When August Ends - Page 60

“There are no mistakes in life. Everything you do is a choice. Some of them are good, and others contribute to our personal growth, teach us lessons. Choices lead us to things we were meant to experience. I may be depressed, but I’m still your mother, and I’ve still garnered some wisdom over the years.”

“You’re not disappointed in me, then?”

“Why would I be? Noah is a great man. My trepidation about him early on had nothing to do with him and everything to do with me. I was afraid to lose you. I’ve since come to terms with the fact that you’re leaving, so my feelings toward Noah have evolved, too. I’ve always sensed the attraction between the two of you. You know that. So, no, this isn’t a surprise, and I’m not disappointed. I just don’t want you to get hurt.”

“Wow.” I took a sip of my coffee and sighed. “I was expecting you to give me hell.”

“Do I think he’s too old for you? Yes. But the fact is, you’re an adult. I’ve tried hard over the past couple of months to learn how to let you go. That means not questioning your decisions anymore. It hasn’t been easy.”

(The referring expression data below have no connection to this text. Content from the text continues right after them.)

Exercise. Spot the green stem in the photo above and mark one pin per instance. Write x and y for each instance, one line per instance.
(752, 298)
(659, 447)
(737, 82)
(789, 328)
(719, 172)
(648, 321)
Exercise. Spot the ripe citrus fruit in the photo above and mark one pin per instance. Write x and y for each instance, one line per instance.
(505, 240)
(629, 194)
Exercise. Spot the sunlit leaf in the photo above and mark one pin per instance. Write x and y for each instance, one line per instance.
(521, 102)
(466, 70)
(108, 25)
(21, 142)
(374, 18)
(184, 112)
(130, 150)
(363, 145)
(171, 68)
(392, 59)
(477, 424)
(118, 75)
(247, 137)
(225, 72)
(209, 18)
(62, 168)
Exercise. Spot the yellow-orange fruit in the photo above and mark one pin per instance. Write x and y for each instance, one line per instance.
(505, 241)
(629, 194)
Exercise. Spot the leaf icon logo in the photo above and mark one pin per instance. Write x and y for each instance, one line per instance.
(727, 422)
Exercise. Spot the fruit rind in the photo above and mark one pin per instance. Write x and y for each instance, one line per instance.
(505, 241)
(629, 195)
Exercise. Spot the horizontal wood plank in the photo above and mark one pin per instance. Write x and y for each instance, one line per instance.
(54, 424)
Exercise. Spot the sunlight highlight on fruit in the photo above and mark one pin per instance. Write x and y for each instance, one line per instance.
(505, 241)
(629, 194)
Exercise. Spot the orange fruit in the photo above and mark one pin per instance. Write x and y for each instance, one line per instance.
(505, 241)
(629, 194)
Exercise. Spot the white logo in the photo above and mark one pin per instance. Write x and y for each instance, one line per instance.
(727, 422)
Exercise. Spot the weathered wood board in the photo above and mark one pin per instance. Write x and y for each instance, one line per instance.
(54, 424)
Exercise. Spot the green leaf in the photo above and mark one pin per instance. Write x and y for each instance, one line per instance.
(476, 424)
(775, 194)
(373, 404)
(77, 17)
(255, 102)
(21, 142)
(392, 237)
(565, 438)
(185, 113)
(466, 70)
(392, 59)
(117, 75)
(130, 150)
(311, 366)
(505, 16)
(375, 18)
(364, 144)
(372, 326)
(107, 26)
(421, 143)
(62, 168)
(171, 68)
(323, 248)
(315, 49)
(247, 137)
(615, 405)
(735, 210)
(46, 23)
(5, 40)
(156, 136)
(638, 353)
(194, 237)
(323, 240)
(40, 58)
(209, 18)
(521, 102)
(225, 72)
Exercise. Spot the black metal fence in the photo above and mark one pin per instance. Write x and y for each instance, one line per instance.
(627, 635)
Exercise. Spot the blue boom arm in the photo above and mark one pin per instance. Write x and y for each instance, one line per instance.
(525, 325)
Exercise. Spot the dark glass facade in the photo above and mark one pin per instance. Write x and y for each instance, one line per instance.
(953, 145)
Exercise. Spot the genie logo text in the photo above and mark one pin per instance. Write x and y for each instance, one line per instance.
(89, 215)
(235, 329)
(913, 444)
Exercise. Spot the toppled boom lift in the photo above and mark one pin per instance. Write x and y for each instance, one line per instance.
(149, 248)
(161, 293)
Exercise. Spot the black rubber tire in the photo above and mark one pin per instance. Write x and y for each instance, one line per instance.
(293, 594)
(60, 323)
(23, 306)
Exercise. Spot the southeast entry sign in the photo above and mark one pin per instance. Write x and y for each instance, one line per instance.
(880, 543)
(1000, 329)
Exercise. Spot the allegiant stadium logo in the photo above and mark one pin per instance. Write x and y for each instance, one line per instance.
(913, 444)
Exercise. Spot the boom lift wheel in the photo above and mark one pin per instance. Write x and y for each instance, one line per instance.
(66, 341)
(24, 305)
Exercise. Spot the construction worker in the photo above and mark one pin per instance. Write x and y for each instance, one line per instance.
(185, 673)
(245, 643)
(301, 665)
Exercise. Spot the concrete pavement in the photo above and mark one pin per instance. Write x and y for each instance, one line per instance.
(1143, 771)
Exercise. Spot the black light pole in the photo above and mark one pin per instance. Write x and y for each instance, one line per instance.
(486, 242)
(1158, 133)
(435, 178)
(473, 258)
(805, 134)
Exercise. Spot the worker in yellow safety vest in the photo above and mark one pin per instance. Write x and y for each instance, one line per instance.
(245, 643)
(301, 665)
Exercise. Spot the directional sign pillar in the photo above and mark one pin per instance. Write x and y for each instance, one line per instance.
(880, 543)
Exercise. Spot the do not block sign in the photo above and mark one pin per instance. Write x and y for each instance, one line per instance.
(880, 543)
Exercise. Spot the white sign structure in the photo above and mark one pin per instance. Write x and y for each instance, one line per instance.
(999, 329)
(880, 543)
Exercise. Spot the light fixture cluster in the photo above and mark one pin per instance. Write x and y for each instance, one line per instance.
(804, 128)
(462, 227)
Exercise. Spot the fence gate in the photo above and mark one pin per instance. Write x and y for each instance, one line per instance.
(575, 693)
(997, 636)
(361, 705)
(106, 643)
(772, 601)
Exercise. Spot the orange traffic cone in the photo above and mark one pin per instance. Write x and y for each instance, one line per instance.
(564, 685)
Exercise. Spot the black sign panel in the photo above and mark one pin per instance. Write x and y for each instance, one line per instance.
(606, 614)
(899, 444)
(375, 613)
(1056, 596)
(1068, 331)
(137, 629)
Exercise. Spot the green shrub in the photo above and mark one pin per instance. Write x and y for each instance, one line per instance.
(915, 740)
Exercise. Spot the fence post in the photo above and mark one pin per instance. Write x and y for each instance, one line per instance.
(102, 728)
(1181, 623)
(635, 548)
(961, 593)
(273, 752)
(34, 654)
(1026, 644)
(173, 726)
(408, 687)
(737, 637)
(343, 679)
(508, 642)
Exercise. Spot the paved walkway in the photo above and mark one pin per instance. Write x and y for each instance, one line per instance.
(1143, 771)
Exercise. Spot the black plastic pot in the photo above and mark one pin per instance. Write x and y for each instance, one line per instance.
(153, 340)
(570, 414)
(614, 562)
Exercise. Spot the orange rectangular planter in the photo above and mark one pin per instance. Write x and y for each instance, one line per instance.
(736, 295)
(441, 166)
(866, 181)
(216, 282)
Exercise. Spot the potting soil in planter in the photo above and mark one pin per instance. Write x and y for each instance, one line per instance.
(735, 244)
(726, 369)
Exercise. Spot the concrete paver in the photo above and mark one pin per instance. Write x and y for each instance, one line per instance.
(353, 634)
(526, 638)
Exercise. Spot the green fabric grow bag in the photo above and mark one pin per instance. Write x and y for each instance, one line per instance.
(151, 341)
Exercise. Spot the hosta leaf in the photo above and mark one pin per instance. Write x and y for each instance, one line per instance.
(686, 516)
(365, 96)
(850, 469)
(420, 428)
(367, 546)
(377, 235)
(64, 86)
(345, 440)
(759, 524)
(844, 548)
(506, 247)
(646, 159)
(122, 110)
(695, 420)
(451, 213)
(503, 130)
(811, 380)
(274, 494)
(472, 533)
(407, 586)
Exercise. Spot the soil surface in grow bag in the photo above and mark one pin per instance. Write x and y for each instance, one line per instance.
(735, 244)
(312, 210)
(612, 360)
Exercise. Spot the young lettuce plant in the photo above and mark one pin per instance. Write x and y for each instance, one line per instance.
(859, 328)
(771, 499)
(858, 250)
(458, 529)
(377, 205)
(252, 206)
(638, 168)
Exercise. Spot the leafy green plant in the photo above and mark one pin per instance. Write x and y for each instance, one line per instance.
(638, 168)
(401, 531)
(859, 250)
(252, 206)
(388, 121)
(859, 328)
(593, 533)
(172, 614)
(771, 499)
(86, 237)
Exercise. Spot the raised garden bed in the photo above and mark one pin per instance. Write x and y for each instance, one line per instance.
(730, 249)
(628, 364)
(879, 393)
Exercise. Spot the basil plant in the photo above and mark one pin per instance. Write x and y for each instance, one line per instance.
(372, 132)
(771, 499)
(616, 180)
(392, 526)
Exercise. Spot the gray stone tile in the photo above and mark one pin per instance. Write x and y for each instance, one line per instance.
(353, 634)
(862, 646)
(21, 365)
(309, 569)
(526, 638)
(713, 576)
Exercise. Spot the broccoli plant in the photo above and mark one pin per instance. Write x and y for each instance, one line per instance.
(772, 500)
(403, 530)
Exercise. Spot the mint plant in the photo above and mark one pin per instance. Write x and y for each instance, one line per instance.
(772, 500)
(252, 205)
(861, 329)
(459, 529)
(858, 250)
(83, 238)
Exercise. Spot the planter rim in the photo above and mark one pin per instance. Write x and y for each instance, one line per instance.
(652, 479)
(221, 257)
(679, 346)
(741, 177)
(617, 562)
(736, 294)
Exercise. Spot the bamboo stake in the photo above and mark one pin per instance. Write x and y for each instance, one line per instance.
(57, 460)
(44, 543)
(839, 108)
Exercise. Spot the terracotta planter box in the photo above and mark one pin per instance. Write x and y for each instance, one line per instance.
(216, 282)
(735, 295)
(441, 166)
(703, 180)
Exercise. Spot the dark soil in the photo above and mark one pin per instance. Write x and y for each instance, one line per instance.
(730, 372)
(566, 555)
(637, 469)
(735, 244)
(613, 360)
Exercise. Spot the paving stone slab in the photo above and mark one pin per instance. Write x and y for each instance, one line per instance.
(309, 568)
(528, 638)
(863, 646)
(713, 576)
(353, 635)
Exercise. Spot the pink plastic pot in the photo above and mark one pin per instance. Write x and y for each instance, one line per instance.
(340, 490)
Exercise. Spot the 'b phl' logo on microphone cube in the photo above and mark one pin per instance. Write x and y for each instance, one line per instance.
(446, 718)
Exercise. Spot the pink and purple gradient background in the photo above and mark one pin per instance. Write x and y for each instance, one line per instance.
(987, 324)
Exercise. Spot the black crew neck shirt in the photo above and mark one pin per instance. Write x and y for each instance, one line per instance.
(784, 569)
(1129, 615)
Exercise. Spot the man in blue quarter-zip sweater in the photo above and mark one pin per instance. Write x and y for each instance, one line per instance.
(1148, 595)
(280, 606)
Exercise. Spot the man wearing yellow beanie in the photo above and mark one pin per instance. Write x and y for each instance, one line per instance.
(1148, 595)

“I’m pretty sure I might be in love with him, but I would never tell him that. That would freak him out.”

My mother didn’t seem all that surprised to hear me say that either. “I know he cares about you, too.”

“He cares about me, yes, and because of that, he didn’t want to cross the line. But I’ve made it very difficult for him to resist me. I’ve practically thrown myself at him all summer. So, eventually he gave in. But…now I sort of regret my actions. I was careless, thinking I could handle anything. Maybe I can’t.”

“What is he telling you?”

“He doesn’t want to tie me down right now. He’s afraid I’ll regret it. Which means I’m pretty sure his plan is to go back to Pennsylvania and go on with his life without me.”

My mother looked pensive as she stared out the window toward the boathouse. “I do believe he has your best interests at heart. And I do believe he’s right in some ways. But I also believe that if two people are truly meant to be together, they’ll find a way to make it work. Sometimes you have to be apart first to figure that out.”***Throughout the afternoon, I could still feel Noah between my legs. The harsh reality of our last conversation, though, clashed with the post-coital haze. As confused as I was, my body craved him.

I thought a lot about what my mother had said, about people sometimes needing to be apart to figure things out. There was a reason for that old saying about setting someone free if you love them. If they don’t come back, they never belonged to you in the first place.

In my heart, I knew Noah wasn’t going to let me cancel my plans to go to Vermont. It was important to him that I experience living independently. So I had to figure out how I was going to handle these remaining days with him, considering that moving ahead with my plans was inevitable.

He’d texted a few times to check on me. I’d avoided going over there long enough.

I forced myself to shower and get dressed.

The weather was overcast and drizzly as I made my way back to the boathouse.

Noah opened the door right away, looking concerned, like he was already anticipating that my mood would be off.

“Hey,” he said, his tone sullen.

“Hey.”

There was an awkwardness in the air, like we didn’t know whether to argue, kiss each other, start fucking again, or what.

The smell of something cooking invaded my senses as I entered.

Walking over to the stove, I asked, “What are you making?”

“It’s cooler out today. I made this stew. Will you have some with me?”

“Yeah. That sounds great.” I peeked into the pot. “What’s in it?” The steam hit my face.

“Carrots, beef, onions, spices…a lot of things. A mish-mash, kind of like my brain today.”

“I can relate.”

Our eyes locked. His stare fell to my lips. He looked like he wanted to kiss me. I wanted him to, but at the same time, I prayed he didn’t.

He stirred the pot. “My dad used to make this stew, actually. It’s one of the only things he knows how to cook. One day I asked him to teach me how to make it. We call it man stew.”

“That’s funny.” I chuckled. “Well, I’d love to try some of your man stew.”

That most certainly sounded sexual.

Noah set two bowls out and poured some of the concoction into each. He carried them over to where I was sitting at the table.

I blew on it and took a bite. “Mmm…it’s good. Hits the spot.”